The apparent confusion is already evident in Tanakh.
1 Samuel 22:20
"But one son of Ahimelech the son of Ahitub, named Abiathar, escaped and fled after David."
Ahitub → Ahimelech → Abiathar.
2 Samuel 8:17
"Zadok the son of Ahitub and Ahimelech the son of Abiathar were priests."
Abiathar → Ahimelech
Ahitub → Zadok
1 Chronicles 18:16
"and Zadok the son of Ahitub and Abimelech the son of Abiathar were priests..."
Abiathar → Abimelech
Ahitub → Zadok
1 Chronicles 24:3
"...Zadok of the sons of Eleazar and Ahimelech of the sons of Ithamar..."
Ithamar → Ahimelech
Eleazar → Zadok
1 Chronicles 24:6
"...Zadok the priest, Ahimelech the son of Abiathar..."
Abiathar → Ahimelech
So pulling this all together what do we have?
Ahitub → Ahimelech → Abiathar → Ahimelech.
But Abiathar was the dominant character and associated strongly with David. It's interesting that in Tanakh Ahimelech is not called 'high priest', just the priest and other priests are mentioned. Also, if both Abiathar's father and son are called Ahimelech, without the text telling us, how do we know who was high priest? Furthermore, it is quite common when referring in the past to a later titled person. For instance when looking back to WW2 one could say '...the Queen did...' She's queen now but George was the monarch then. So Mark could be referring back to the days of Abiathar, even before he became high priest. After all, Abiathar is the only one who came out of that incident unscathed.

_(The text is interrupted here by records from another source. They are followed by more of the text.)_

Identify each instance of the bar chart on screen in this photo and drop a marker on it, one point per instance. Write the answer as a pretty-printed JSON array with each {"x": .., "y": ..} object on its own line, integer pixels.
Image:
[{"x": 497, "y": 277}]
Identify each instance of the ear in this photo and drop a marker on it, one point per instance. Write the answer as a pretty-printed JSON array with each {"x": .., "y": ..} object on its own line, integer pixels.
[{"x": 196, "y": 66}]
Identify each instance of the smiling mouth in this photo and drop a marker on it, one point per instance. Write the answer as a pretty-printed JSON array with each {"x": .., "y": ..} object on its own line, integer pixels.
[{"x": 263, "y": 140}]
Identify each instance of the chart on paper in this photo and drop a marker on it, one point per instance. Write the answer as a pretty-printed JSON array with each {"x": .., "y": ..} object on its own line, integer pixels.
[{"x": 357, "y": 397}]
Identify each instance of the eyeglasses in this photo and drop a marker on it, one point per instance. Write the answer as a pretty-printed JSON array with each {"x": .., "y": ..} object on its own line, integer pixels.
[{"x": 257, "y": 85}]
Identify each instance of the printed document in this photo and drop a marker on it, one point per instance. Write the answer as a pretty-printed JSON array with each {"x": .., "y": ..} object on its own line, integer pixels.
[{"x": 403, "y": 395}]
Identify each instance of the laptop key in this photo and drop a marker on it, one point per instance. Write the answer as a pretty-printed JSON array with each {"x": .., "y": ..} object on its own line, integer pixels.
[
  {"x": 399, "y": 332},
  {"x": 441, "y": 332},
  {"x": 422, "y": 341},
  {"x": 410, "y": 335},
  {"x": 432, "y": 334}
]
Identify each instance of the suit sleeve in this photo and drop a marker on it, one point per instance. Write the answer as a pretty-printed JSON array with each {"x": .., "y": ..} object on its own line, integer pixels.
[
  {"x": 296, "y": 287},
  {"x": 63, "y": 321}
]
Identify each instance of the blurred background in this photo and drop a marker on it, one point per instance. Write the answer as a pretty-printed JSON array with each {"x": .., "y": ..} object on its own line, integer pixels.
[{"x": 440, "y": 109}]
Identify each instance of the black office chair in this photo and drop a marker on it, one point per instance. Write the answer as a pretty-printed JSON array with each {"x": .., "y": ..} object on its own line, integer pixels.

The New Testament - A Roman Invention?
Some say that Jesus is a Roman myth and that his name means 'hail Zeus'.

χαλαζι ζευς = Chaladzi Zeus

Ιησους = Iesous

There is no correlation between the phrase χαλαζι ζευς (hail Zeus) and the name Ιησους.

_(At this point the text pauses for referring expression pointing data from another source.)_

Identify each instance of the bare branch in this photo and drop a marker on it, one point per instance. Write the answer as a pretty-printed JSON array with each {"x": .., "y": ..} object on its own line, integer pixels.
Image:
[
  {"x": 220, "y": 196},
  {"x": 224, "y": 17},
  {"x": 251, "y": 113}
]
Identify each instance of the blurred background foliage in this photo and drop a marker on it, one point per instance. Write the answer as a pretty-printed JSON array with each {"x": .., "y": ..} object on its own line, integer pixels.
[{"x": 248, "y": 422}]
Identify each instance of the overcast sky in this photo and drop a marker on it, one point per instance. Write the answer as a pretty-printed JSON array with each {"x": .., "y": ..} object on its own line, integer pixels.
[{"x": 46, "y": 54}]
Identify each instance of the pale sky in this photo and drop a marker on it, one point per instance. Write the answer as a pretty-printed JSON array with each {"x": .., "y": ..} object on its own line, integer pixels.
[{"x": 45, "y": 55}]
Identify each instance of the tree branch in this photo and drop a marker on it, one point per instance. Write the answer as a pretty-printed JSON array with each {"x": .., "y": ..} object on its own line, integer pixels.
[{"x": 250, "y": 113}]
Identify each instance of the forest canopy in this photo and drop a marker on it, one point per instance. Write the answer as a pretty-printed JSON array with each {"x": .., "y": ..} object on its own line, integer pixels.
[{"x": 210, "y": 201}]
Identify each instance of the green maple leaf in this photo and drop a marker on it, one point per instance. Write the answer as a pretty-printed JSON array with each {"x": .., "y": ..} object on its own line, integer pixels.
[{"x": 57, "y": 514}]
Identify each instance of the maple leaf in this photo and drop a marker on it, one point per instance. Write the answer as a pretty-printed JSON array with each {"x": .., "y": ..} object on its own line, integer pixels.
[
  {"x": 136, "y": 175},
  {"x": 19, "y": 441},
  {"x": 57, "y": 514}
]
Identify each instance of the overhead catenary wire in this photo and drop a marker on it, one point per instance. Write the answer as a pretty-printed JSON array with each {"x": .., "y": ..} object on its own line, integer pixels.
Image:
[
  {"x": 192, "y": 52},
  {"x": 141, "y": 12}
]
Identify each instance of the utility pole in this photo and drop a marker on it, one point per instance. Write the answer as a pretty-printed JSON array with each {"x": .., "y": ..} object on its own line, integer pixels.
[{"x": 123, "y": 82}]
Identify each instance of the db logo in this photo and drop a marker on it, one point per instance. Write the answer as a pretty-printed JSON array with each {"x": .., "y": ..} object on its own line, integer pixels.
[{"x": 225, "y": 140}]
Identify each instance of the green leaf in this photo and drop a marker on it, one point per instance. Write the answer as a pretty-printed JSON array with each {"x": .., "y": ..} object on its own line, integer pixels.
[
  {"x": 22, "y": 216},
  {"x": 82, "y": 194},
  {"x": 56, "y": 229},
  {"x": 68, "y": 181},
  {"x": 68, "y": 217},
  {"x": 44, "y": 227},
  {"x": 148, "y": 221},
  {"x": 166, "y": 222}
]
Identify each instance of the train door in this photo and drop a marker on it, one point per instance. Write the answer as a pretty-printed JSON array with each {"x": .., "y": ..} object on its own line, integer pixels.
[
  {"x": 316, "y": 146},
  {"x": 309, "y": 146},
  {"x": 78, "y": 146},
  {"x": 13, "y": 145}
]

In the NT book of Hebrews it says concerning Joshua: “For if Joshua had given them rest, He would not have spoken of another day after that.” (Hebrews 4:8). In Greek the name Joshua is Ιησους. In the Tanakh Joshua is יְהוֹשׁוּעַ and occurs 218 times and 28 times as יֵשׁוּעַ. The Greek version of the Tanakh translates these names as Ιησους. Philo tells us that Ιησους is a contracted translation of יה שוע Yah Shu'a (Yah saves) in Mut 1:121: " Ἰησοῦς... σωτηρία κυρίου - Iesous... salvation of the Lord."
When referring to his name, Matthews writes: "She (Mary) will bear a son, and you shall call his name Ιησους, for he will save his people from their sins." (Matthew 1:21).

In spite of the vain search for a Roman origin the story is a Jewish story with a Jewish main character with a Jewish name. The Tanakh agrees, The Jewish writers Josephus and Philo agree and the NT asserts it.

The Aramaic Peshitta translates from the Greek
“ܬ݁ܺܐܠܰܕ݂ ܕ݁ܶܝܢ ܒ݁ܪܳܐ ܘܬ݂ܶܩܪܶܐ ܫܡܶܗ ◄ ܝܶܫܽܘܥ► ܗܽܘ ܓ݁ܶܝܪ ܢܰܚܶܝܘܗ̱ܝ ܠܥܰܡܶܗ ܡܶܢ ܚܛܳܗܰܝܗܽܘ̈ܢ”
(Matthew 1:21)

So in the Aramaic communities of the East Ιησους was translated into ܝܶܫܽܘܥ which in Hebrew script is יֵשׁוּעַ (Yeshua). So there is overwhelming evidence that Ιησους is from the Hebrew יֵשׁוּעַ and not some Greek pagan phrase.